Hot Topics in Internet Law and Strategy
By Amy Sanders
Audience members using iPads and BlackBerries broadcast this session through social media channels such as Twitter, thumbs flurrying as the audience engaged with panelists Ian Ballon, Christine Dekker, and Betsy Bayha. The trio emphasized online transparency, recognizing that constant change means technology talk must revolve around behavior instead of technology itself.
In the explosion of Internet law class action cases, misuse of consumer data though various technologies is a concerning behavior playing a leading role. The panel advised that website privacy policies be drafted with keen awareness of the rapidly changing regulatory environment that aims to protect consumers.
Transparency is also paramount with Internet “clickwrap” and “browsewrap” contracts. Internet users commonly encounter unilateral contracts online, some of which raise implied consent issues (e.g., “browsewrap” terms of service contracts simply posted on a website without requiring explicit user consent). Opt-in “clickwrap” agreements are generally a best practice, because the consumer is properly informed and their acceptance is clear.
To keep abreast of trends in Internet law, try tapping into Twitter feeds using hashtags like #SciTechEdge or by following @ABASciTech.
Cloud Computing: Evolution or Revolution?
By Anthony Macauley
Stephen N. Hollman, a principal of Business & Technology Law Group, explained how cloud computing means more than moving data offsite. One can scale those offsite services to fit one’s needs. Demand for services and resources can be elastic.
All the panelists agreed that risks abound. David L. McClure, an associate administrator of the GSA Office of Citizen Services and Innovative Technologies, and Mr. Hollman suggested questions to assess risk.

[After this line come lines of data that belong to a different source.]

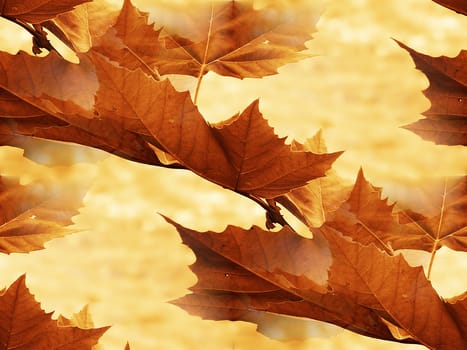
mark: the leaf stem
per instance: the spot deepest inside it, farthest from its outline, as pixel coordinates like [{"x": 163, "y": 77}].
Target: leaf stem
[
  {"x": 273, "y": 215},
  {"x": 432, "y": 259},
  {"x": 202, "y": 69},
  {"x": 153, "y": 72},
  {"x": 198, "y": 84},
  {"x": 438, "y": 231},
  {"x": 39, "y": 35}
]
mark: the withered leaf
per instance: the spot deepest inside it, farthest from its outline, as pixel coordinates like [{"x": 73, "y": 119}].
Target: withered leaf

How much transparency, privacy, and security is there? What is enough?
John P. Tomaszewski, TRUSTe’s general counsel, noted that every cloud computing consumer/customer or advisor should assume a breach. What are the obligations? Reasonable precautions and reasonable contracts keep changing.
David Cearley, vice president and Gartner Fellow at Gartner Research, asked how lost data will be tracked. Mr. Hollman asked the audience to consider what laws apply following a breach. What are the relevant laws in the US, EU, Canada, India, and other countries? Where is the data kept? What jurisdictions does it move through?

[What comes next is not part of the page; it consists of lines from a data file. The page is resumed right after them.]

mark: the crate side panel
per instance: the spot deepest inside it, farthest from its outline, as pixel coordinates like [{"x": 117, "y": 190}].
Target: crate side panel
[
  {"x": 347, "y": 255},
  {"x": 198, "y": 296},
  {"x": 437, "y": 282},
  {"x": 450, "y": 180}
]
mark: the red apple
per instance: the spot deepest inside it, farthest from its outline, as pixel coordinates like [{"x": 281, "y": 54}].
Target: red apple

Frank H. Morrow, Associate General Counsel, Microsoft, talked about the Patriot Act, which allows the government to compel production of data from any country. European nations are particularly concerned about these demands for data. Mr. Morrow asked whether they must tell consumers that the government has asked them to provide data.
Edith Ramirez, a Commissioner of the Federal Trade Commission, pointed out that her organization recently issued a report of best practices in cloud computing. That report should be a starting point for everyone going forward.